This is the case for every single decision that any election official makes. The general public doesn't vote on individual laws, unless you live in Switzerland. Calling quarantine measures "not democratic" is dishonest for this reason.
Like I said, I think the word democracy is abused. Is the U.S. a democracy? The word appears zero times in the constitution. Is the Democratic Republic of North Korea a democracy, just because they say it is? Is Russia a democracy because people get to vote?
In the U.S. we don't vote on issues, we vote on which one of two factions will be in power any given year, the same two parties for the last 150+ years, increasingly the same people over and over, rotating in and out of corporate board rooms and the media, a political class bought and paid for, seemingly more concerned with keeping the population distracted rather than representing them, happy to take on more and more responsibility even thought the population trusts them less and less. Why the need to defend this hot mess and everything it does as democratic, when technically it is not?
Thanks for the Switzerland call-out, I'll be reading more about their system.
If we're arguing technicalities, the US is "technically" a type of democracy - specifically a representative democracy. If we go by your more exacting standards every government decision, ordinance, or law except those by referenda isn't democratic. Which is neither technically correct, nor is it correct as generally understood by laypeople. I agree with all the problems you pointed out but those are orthogonal to the question at hand.
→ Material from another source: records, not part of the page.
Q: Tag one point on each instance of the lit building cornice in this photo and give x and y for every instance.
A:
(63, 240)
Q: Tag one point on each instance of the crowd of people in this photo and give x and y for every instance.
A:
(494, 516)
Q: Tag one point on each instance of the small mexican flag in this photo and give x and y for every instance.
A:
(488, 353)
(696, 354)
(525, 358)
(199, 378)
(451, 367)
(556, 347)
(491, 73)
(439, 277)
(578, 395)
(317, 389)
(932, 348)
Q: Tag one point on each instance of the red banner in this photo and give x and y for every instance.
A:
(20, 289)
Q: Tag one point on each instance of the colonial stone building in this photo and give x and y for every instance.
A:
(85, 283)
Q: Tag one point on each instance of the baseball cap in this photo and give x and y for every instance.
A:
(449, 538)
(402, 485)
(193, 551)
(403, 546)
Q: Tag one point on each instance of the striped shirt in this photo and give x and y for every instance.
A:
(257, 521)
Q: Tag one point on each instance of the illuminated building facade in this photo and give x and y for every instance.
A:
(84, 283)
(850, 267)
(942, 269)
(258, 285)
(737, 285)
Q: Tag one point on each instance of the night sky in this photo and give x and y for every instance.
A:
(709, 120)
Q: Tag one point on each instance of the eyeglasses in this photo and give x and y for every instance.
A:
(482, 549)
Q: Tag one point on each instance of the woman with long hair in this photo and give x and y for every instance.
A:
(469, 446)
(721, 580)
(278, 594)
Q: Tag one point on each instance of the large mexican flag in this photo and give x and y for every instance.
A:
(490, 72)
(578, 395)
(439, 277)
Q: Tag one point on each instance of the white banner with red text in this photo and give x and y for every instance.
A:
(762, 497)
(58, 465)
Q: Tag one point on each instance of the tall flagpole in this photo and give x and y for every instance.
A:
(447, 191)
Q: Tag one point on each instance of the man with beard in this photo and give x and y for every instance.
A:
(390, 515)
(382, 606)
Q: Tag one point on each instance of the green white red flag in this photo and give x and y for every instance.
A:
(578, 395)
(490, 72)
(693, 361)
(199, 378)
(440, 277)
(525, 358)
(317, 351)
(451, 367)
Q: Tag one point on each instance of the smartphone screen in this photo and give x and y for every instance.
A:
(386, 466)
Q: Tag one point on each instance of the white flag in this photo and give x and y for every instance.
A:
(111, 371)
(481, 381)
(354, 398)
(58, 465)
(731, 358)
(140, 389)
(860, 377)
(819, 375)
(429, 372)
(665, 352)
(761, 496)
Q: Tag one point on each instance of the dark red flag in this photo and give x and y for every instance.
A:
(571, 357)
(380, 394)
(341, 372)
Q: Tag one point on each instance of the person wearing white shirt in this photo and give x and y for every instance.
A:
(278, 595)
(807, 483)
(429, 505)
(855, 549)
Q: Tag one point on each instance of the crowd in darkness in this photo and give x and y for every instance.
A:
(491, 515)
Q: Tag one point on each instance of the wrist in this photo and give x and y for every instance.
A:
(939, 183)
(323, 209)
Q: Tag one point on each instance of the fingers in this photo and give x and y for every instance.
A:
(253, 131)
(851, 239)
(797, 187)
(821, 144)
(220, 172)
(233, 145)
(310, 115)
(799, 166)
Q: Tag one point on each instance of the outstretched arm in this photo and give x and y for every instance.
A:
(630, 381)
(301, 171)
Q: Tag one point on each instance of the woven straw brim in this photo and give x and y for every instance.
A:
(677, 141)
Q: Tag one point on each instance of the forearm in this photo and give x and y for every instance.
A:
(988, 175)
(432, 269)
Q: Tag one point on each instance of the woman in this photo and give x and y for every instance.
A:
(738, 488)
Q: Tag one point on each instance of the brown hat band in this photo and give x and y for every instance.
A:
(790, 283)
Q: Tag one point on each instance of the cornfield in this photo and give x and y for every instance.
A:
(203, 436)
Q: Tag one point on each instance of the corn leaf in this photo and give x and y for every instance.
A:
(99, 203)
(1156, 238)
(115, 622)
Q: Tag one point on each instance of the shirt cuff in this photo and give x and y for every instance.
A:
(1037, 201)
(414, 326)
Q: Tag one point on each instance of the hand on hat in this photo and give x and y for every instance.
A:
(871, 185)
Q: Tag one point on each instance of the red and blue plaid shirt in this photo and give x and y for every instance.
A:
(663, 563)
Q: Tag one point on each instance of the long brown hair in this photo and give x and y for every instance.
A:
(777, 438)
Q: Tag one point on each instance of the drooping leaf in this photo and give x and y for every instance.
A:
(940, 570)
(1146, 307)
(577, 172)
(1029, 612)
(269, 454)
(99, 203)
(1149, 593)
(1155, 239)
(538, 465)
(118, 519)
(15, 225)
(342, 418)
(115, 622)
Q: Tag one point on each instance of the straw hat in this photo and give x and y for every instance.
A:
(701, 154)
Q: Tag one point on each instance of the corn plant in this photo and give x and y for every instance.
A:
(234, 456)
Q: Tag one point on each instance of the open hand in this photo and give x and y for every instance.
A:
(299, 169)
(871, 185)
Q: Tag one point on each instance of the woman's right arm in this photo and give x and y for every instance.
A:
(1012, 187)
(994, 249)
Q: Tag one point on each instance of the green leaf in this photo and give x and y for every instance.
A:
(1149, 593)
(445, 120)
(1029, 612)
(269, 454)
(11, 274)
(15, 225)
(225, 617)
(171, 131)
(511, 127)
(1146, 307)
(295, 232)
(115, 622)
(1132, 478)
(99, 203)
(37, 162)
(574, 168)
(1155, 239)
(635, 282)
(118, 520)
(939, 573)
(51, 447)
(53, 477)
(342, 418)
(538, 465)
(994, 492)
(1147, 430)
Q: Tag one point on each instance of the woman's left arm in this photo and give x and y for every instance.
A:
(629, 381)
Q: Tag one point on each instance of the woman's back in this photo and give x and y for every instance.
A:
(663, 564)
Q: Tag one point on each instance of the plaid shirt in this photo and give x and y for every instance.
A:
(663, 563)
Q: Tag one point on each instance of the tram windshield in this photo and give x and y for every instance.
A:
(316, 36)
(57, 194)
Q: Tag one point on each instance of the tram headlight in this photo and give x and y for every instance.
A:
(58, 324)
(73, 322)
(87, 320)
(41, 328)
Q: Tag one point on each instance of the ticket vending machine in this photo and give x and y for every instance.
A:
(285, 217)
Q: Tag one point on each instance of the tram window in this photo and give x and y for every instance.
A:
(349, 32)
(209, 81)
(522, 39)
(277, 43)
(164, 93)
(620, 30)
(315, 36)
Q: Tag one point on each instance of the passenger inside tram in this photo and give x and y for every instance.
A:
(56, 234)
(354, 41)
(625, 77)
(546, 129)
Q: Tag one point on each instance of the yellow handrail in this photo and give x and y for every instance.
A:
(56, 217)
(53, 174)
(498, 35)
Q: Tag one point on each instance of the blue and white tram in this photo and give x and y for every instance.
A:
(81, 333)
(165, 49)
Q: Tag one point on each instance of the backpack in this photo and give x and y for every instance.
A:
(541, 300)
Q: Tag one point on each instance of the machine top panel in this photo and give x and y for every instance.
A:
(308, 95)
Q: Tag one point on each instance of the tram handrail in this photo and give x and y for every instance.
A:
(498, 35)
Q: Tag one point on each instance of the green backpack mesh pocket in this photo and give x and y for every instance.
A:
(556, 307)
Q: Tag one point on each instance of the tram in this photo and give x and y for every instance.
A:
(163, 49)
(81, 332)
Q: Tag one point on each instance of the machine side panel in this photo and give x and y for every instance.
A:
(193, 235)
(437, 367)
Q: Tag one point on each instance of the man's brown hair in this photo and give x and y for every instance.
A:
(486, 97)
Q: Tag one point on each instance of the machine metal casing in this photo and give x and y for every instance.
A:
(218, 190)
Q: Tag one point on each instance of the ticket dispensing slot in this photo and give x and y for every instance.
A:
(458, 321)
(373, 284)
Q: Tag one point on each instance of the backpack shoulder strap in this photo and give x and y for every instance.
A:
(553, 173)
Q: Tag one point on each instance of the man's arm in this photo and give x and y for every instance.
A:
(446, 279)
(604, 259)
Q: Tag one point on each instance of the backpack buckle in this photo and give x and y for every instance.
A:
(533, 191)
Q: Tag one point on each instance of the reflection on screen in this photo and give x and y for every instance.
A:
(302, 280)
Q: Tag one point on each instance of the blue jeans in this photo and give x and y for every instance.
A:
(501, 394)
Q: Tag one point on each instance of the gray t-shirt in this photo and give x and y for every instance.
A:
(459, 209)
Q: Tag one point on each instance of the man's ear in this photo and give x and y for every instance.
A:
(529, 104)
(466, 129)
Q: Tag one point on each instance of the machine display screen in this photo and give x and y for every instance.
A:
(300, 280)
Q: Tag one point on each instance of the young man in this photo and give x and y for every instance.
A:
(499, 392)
DPRK is not a democracy because it fails several criteria. Russia is a de jure democracy but not a de facto one.
Candidates are effectively preselected via funding by .02% of the population before people can vote, and gerrymandering districts is rampant so that political parties are selecting voters, instead of the other way around [0].
Would you say that things like that make the U.S. a de jure democracy, also?
I think the problems with our so-called democracy explain why Trump has had the following that he does. He had the money and media experience to get elected based on the outrage so many people have for all other politicians who do not really represent them. The establishment seemed more interested in getting rid of him than addressing the sentiment that brought him to office. I'm not a Trump supporter myself, and I loathe his demagoguery, but I think that understand why he got elected. He's popular with a lot of politically apathetic people because they really believed he would "drain the swamp" and that he wasn't like every single other politician - not another Bush, not another Clinton, another insider, not someone who was going to bail out Wall Street again, etc.
Apologies for nitpicking and spouting off a bit, but like I said this has all very much been on my mind lately. I know that I may be tilting at windmills here, but words are important and shape our thoughts, which led me to throw my original comment out there.